Several years ago, a group of Somali-Canadian graduates of Carleton’s School of Social Work were talking about ways they could give back to their homeland.
A 20-year-old civil war continues to simmer in southern Somalia, but the northern region of Somaliland has been relatively peaceful over the last decade. However, many people in the north are still dealing with the lingering aftereffects of devastating civil upheaval.
The Carleton alumni hit on the idea of setting up a school of social work at the region’s new University of Hargeisa, founded in 2000. They approached Roy Hanes and Allan Moscovitch, social work professors at Carleton, for support.

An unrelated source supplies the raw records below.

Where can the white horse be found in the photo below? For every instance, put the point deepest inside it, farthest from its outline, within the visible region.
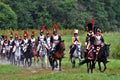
(76, 54)
(42, 54)
(17, 53)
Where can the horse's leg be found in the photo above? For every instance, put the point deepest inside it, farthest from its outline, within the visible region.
(104, 63)
(73, 62)
(92, 66)
(88, 65)
(60, 60)
(99, 66)
(53, 64)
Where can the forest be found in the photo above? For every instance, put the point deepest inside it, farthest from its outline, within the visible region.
(68, 14)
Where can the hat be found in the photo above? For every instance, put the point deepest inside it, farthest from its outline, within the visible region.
(92, 21)
(20, 37)
(25, 34)
(16, 35)
(76, 31)
(48, 31)
(33, 33)
(90, 26)
(11, 34)
(5, 36)
(55, 27)
(42, 28)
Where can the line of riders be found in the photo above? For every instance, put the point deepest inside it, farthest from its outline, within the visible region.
(94, 40)
(46, 41)
(93, 43)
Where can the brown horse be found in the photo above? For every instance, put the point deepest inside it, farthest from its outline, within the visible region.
(58, 54)
(34, 49)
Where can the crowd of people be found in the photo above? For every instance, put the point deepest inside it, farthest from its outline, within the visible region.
(94, 40)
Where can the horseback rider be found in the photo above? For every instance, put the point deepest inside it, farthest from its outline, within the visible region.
(15, 43)
(75, 40)
(33, 38)
(48, 40)
(25, 40)
(89, 42)
(41, 38)
(55, 38)
(11, 40)
(98, 42)
(5, 43)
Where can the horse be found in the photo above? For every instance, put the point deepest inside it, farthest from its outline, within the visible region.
(42, 52)
(17, 54)
(102, 56)
(34, 49)
(28, 53)
(89, 60)
(76, 54)
(58, 54)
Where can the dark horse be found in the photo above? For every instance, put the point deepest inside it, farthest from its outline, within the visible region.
(89, 59)
(28, 54)
(102, 56)
(57, 55)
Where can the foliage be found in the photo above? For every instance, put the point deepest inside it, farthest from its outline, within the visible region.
(8, 18)
(68, 14)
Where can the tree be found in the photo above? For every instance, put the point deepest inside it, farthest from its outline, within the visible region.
(8, 18)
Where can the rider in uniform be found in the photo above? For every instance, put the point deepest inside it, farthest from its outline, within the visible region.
(41, 38)
(75, 40)
(98, 42)
(25, 40)
(55, 38)
(33, 38)
(16, 43)
(5, 43)
(89, 42)
(48, 40)
(11, 40)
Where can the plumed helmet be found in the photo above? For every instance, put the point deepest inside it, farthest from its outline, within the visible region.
(90, 26)
(33, 33)
(11, 34)
(76, 31)
(48, 31)
(55, 27)
(42, 28)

They readily agreed to back the effort. “There’s a lot of work to be done to rebuild communities and there’s a lot of work to be done to rebuild individuals’ lives,” Moscovitch points out.
He emphasizes that the alumni, not Carleton, are driving the grassroots project. “They’re in an excellent position to bridge between the two cultures,” points out Moscovitch, who has worked
on various projects with the city’s Somali community since the early 1990s.
Last fall, Carleton signed an agreement to cooperate with the University of Hargeisa. Dr. Hussein A. Bulhan, the Somaliland university’s president, attended the signing ceremony.
Ottawa’s Somali community has raised $5,000 for the effort and has set up a committee with representatives from the community, Carleton and Human Concern, a Canadian non-governmental organization that specializes in development in Muslim countries.
Moscovitch has worked with the alumni and the University of Hargeisa to draft a curriculum for the proposed school. The next steps will be to continue to fundraise and, ideally, to send a group of alumni to Hargeisa to help hone the draft curriculum with faculty there.